26 de março de 2020
publicado às 22h47
‘Vírus da rachadinha’ pode contaminar gestão Daniel do Sindicato mais do que o Covid-19
Câmara de Vereadores de Cristalina está em quarentena por conta do Coronavírus, mas os comentários na cidade não se restringem ao pavor de se contrair o Covid 19 e sim o futuro político do grupo do prefeito Daniel do Sindicato (DEM). Por mais que o prefeito tente ignorar a recente descoberta do ‘vírus da rachinha’ no legislativo local, dificilmente a gestão Daniel conseguirá se livrar de sua história com os vereadores presos. (Ilustração sobre foto da Câmara de Vereadores de Cristalina).

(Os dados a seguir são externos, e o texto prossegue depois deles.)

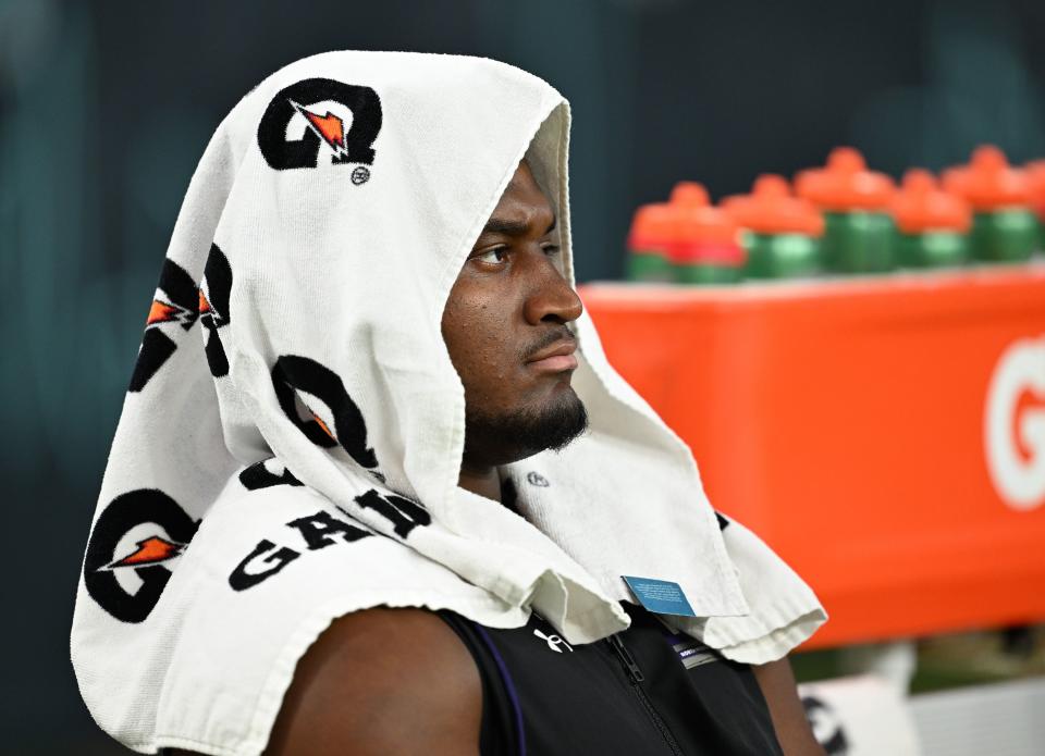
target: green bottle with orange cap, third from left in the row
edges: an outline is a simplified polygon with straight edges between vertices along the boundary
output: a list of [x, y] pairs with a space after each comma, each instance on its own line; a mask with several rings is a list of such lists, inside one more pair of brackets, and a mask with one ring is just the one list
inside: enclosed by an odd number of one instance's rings
[[729, 197], [722, 206], [743, 231], [745, 277], [796, 278], [821, 271], [823, 215], [792, 196], [784, 176], [759, 176], [750, 195]]

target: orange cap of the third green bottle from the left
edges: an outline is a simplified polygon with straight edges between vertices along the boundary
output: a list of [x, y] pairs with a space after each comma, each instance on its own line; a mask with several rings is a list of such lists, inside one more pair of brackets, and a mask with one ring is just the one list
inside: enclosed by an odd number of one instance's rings
[[759, 176], [750, 195], [726, 198], [722, 206], [738, 225], [759, 234], [824, 233], [824, 218], [816, 207], [792, 196], [787, 179], [776, 174]]

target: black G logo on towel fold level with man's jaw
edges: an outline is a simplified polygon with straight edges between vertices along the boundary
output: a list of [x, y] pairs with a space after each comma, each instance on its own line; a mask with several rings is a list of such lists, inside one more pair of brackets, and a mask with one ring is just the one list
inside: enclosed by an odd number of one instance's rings
[[[362, 467], [378, 467], [373, 449], [367, 446], [367, 423], [362, 412], [334, 371], [307, 357], [284, 355], [272, 368], [272, 387], [286, 417], [309, 441], [327, 448], [341, 444]], [[299, 391], [315, 399], [302, 398], [297, 394]], [[333, 427], [317, 414], [318, 405], [309, 406], [316, 400], [327, 406], [327, 417], [334, 421]]]

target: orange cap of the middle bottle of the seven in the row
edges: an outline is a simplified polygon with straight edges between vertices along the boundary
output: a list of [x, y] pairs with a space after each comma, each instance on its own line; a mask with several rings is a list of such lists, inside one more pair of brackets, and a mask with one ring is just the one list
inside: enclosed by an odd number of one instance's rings
[[836, 147], [826, 166], [799, 172], [795, 191], [824, 210], [883, 210], [893, 201], [896, 184], [884, 173], [869, 171], [852, 147]]

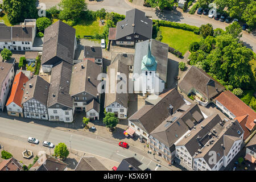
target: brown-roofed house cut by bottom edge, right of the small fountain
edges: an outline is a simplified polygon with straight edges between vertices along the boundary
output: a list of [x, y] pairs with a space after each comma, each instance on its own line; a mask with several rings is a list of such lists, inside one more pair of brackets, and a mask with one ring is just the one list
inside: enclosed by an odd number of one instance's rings
[[67, 171], [68, 164], [48, 154], [43, 154], [30, 168], [30, 171]]

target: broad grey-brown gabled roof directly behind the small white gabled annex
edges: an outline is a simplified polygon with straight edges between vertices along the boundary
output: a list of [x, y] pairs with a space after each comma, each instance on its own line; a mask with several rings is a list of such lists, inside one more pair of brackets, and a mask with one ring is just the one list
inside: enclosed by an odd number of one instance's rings
[[[87, 92], [97, 97], [97, 86], [101, 82], [101, 80], [97, 80], [97, 77], [100, 73], [101, 66], [92, 61], [85, 60], [73, 65], [69, 94], [75, 96], [76, 94]], [[90, 77], [90, 81], [88, 77]]]

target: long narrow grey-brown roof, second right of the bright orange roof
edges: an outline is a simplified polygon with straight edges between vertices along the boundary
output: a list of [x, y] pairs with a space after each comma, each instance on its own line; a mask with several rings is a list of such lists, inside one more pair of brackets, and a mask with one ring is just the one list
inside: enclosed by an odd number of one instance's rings
[[73, 108], [73, 98], [69, 95], [71, 74], [72, 65], [65, 61], [52, 68], [47, 107], [61, 104], [71, 109]]

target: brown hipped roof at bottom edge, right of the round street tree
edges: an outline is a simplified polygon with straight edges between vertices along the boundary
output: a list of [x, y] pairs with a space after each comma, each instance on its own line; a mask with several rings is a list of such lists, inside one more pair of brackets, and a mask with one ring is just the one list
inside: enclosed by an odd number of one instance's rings
[[75, 171], [108, 171], [108, 169], [95, 157], [82, 157]]

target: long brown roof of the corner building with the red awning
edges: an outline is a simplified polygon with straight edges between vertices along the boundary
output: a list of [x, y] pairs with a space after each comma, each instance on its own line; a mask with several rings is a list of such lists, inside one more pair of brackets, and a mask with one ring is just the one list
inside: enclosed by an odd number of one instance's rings
[[[147, 133], [151, 133], [156, 127], [160, 125], [166, 118], [170, 116], [169, 107], [172, 105], [173, 112], [175, 113], [182, 105], [185, 104], [185, 101], [180, 96], [177, 89], [171, 89], [165, 97], [162, 98], [156, 105], [152, 106], [151, 109], [145, 112], [145, 110], [140, 109], [134, 113], [129, 120], [138, 120], [146, 129]], [[143, 112], [143, 114], [140, 114]], [[139, 116], [139, 117], [138, 117]]]

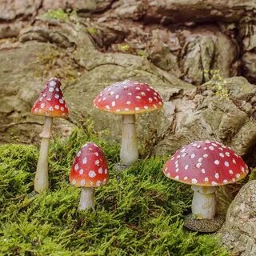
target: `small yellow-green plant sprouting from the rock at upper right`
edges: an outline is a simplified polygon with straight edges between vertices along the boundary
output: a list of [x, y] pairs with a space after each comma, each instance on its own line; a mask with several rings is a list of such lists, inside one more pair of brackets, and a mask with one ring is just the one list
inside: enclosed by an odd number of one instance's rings
[[226, 89], [226, 80], [222, 78], [220, 70], [204, 70], [205, 77], [214, 82], [215, 95], [221, 99], [229, 99], [229, 90]]

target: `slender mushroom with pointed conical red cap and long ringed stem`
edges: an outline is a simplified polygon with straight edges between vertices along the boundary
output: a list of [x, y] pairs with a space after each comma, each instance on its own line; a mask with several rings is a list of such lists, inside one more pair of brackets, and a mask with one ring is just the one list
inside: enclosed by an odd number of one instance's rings
[[34, 190], [42, 192], [49, 187], [48, 181], [48, 151], [51, 137], [53, 118], [67, 118], [69, 110], [60, 89], [61, 82], [58, 78], [50, 78], [46, 82], [44, 90], [40, 93], [34, 106], [32, 114], [45, 116], [45, 122], [42, 133], [41, 148], [38, 158], [38, 166], [34, 179]]

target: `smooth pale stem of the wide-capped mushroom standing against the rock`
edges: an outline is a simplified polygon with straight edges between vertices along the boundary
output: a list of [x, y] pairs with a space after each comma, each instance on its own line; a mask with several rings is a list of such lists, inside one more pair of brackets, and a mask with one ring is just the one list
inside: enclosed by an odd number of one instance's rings
[[129, 166], [138, 160], [138, 144], [134, 114], [122, 115], [122, 145], [120, 158], [123, 164]]

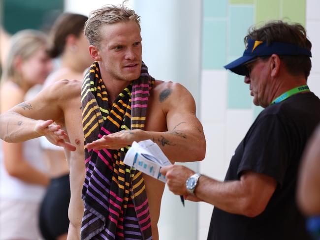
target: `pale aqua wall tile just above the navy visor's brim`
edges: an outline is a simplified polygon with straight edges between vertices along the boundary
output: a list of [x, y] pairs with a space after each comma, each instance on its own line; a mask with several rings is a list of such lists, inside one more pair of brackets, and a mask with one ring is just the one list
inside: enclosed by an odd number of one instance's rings
[[245, 45], [243, 38], [254, 24], [253, 6], [230, 6], [229, 55], [242, 55]]

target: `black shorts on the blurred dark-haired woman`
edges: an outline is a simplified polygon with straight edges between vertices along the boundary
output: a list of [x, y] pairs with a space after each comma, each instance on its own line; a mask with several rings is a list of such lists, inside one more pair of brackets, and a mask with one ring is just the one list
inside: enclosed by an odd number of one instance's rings
[[69, 228], [69, 175], [51, 179], [40, 207], [39, 226], [45, 240], [56, 240]]

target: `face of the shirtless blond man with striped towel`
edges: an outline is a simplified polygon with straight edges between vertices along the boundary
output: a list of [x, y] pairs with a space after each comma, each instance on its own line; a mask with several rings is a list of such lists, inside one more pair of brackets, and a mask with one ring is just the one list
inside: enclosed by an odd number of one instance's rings
[[134, 21], [108, 24], [101, 28], [98, 50], [103, 80], [131, 81], [140, 76], [142, 62], [141, 35]]

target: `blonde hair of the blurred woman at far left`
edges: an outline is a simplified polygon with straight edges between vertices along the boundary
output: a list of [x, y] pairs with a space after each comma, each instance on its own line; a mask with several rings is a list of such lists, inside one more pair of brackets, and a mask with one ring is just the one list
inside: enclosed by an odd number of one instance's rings
[[22, 30], [14, 34], [10, 39], [9, 54], [3, 69], [2, 81], [9, 80], [20, 85], [22, 76], [15, 67], [16, 58], [28, 60], [47, 44], [47, 36], [38, 30]]

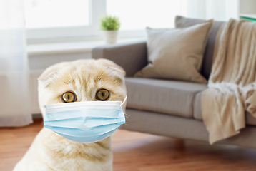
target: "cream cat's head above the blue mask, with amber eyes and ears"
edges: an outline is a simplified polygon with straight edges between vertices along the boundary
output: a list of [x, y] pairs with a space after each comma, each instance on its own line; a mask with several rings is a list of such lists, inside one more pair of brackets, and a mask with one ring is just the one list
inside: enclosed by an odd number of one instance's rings
[[[81, 101], [122, 101], [126, 96], [125, 72], [106, 59], [58, 63], [39, 77], [39, 105]], [[125, 108], [125, 105], [124, 105]]]

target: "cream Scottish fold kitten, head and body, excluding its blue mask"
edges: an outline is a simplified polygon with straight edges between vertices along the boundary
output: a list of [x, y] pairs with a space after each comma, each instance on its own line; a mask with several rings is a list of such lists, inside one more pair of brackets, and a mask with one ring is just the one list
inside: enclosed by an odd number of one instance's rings
[[[39, 105], [80, 101], [122, 101], [126, 96], [125, 72], [112, 61], [88, 59], [58, 63], [41, 74]], [[125, 105], [123, 105], [123, 110]], [[42, 128], [14, 171], [112, 170], [111, 136], [84, 144]]]

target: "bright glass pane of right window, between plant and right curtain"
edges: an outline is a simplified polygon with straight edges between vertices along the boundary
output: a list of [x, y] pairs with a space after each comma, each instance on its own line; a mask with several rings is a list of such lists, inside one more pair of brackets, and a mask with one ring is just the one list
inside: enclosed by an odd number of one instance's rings
[[119, 16], [121, 30], [174, 27], [174, 17], [184, 15], [184, 0], [107, 0], [107, 14]]

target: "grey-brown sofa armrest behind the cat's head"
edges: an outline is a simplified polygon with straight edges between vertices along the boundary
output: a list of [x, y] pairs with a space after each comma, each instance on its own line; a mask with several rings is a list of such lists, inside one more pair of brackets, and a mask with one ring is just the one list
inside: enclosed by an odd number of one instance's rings
[[147, 65], [146, 41], [100, 46], [92, 49], [92, 58], [106, 58], [124, 68], [127, 77]]

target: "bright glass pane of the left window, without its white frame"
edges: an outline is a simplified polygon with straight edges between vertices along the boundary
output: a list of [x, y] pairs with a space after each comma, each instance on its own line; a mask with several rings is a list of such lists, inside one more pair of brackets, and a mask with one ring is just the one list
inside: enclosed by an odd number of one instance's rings
[[25, 0], [26, 28], [89, 25], [89, 0]]

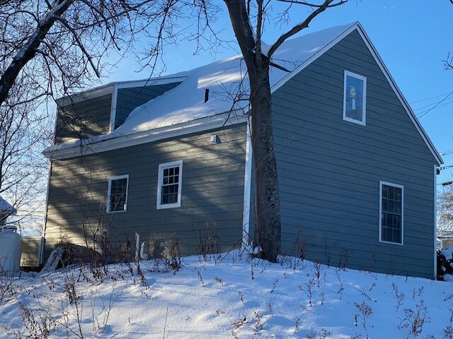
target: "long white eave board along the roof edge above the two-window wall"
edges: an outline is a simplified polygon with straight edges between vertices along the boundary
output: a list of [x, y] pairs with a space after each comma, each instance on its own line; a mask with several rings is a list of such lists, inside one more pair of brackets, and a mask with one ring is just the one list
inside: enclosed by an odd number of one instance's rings
[[[243, 114], [243, 111], [240, 112]], [[71, 144], [61, 143], [47, 148], [42, 154], [51, 160], [62, 160], [69, 157], [101, 153], [142, 143], [151, 143], [153, 141], [208, 131], [210, 129], [220, 129], [224, 126], [241, 124], [247, 121], [247, 117], [245, 115], [239, 115], [238, 112], [236, 112], [236, 114], [217, 114], [212, 117], [196, 119], [183, 124], [151, 129], [149, 131], [127, 134], [125, 136], [116, 136], [108, 139], [101, 138], [101, 140], [85, 139], [82, 141], [82, 145], [80, 144], [80, 141]]]

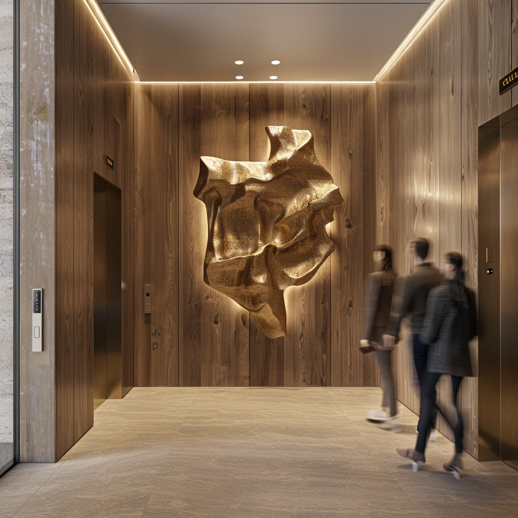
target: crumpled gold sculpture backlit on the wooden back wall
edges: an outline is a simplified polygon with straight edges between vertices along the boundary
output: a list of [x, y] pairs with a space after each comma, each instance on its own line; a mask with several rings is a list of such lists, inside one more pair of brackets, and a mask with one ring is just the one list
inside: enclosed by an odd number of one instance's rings
[[284, 290], [308, 282], [335, 249], [325, 225], [343, 202], [309, 131], [268, 126], [268, 162], [200, 159], [194, 195], [207, 207], [205, 282], [286, 334]]

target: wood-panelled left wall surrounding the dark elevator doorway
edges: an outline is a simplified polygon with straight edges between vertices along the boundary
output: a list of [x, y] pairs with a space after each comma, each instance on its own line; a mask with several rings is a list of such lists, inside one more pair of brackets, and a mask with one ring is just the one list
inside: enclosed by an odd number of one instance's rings
[[[93, 174], [122, 191], [123, 394], [133, 386], [133, 81], [82, 0], [57, 0], [56, 433], [93, 425]], [[109, 168], [103, 155], [114, 160]]]

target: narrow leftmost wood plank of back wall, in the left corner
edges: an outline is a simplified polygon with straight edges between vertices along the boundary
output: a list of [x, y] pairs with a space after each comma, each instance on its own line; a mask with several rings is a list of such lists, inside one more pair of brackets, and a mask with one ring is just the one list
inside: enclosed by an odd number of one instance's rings
[[134, 256], [134, 361], [135, 385], [151, 384], [151, 318], [144, 314], [145, 285], [151, 284], [149, 253], [151, 250], [151, 85], [135, 85], [135, 173], [133, 233], [135, 236]]

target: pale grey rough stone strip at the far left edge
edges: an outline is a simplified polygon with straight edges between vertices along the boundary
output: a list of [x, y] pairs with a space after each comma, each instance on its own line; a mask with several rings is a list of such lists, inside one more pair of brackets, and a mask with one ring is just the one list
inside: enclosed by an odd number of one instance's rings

Câmara de Vereadores de Cristalina está em quarentena por conta do Coronavírus, mas os comentários na cidade não se restringem ao pavor de se contrair o Covid 19 e sim o futuro político do grupo do prefeito Daniel do Sindicato (DEM). Por mais que o prefeito tente ignorar a recente descoberta do ‘vírus da rachinha’ no legislativo local, dificilmente a gestão Daniel conseguirá se livrar de sua história com os vereadores presos. (Ilustração sobre foto da Câmara de Vereadores de Cristalina).

Por Wilson Silvestre – Quando uma gestão pública se distancia dos cidadãos em detrimento de um grupo político, dificilmente a história de sucesso da campanha vitoriosa que o elegeu se repete. Muitos líderes vitoriosos numa campanha eleitoral quando assume o poder, seja presidente da República, governador ou prefeito por razões diversas acabam adotando práticas administrativas piores do que o antecessor. Mas, em se tratando do executivo municipal, a maioria se rende aos apelos de amigos e grupos que o ajudaram a conquistar o poder, a terem acesso ao cofre dos contribuintes.

Aquela narrativa focada na ética e eficiência na gestão do executivo tendo como eixo principal, o decoro e o respeito ao contribuinte, desaparecem dando lugar aos ‘negócios entre amigos’. A retórica que ‘desconstruiu’ o adversário passa a ser uma página virada. A administração torna-se patrimonial sendo distribuída entre os mercadores do poder público em detrimento da população. Foi este o caminho trilhado pelo grupo que dominava a Câmara de Vereadores desde a gestão do antecessor, Luiz Attié.

Eles induziram o cidadão-eleitor e a população acreditarem que tinham um ‘Salvador da Pátria’ dos cristalinenses. A tática da velha política em demonizar o adversário funcionou: elegeram o seu ‘Sassá Mutema’. Agora, passados mais de três anos e alguns meses, Cristalina percebeu que votou em gato pensando que era lebre. Hoje vive assombrada não só pela pandemia do Coronavírus que apavora o mundo, mas também pelo ‘vírus da rachadinha’ que abateu parte da elite do legislativo municipal.

Não bastasse o choque da população com o escândalo, aproximadamente 30 pessoas estão sendo ouvidas pelo Ministério Público, dentre elas, vereadores, servidores e aliados do prefeito. Mas, o que tira o sono de Daniel e provoca calafrios em seu grupo, é a quebra do sigilo telefônico dos vereadores presos. Se realmente confirmar que havia um esquema envolvendo pessoas próximas ao prefeito e empresas dos amigos, quase todas elas constituídas a partir da posse em 2017, muitas reputações vão para o lixo da história.

O blog tem em mãos cópias dos contratos destas empresas prestadoras de serviços na prefeitura. A maioria delas em nome dos amigos ou de parentes. Mesmo que seja legal, politicamente é imoral e pior: pode atingir mortalmente o sonho da reeleição de Daniel. Não tem como o prefeito fingir que a prisão de seus amigos e aliados na Câmara de Vereadores não alcança seu sonho de reeleição. A decomposição do grupo político do prefeito, recém filiado ao DEM, acontece no pior momento dos cristalinenses, não só pelo pavor do Coronavírus, mas sobretudo por ver parte dos aliados do prefeito Daniel do Sindicato, eleito com um discurso de ética e moralidade pública presos sob o signo da corrupção. Por mais esforço que Daniel faça para se descolar do escândalo dos ‘vereadores da rachadinha’, sua gestão não terá como explicar aos cidadãos-eleitores porque aceitou ‘carona’ num esquema espúrio e danoso aos cofres público.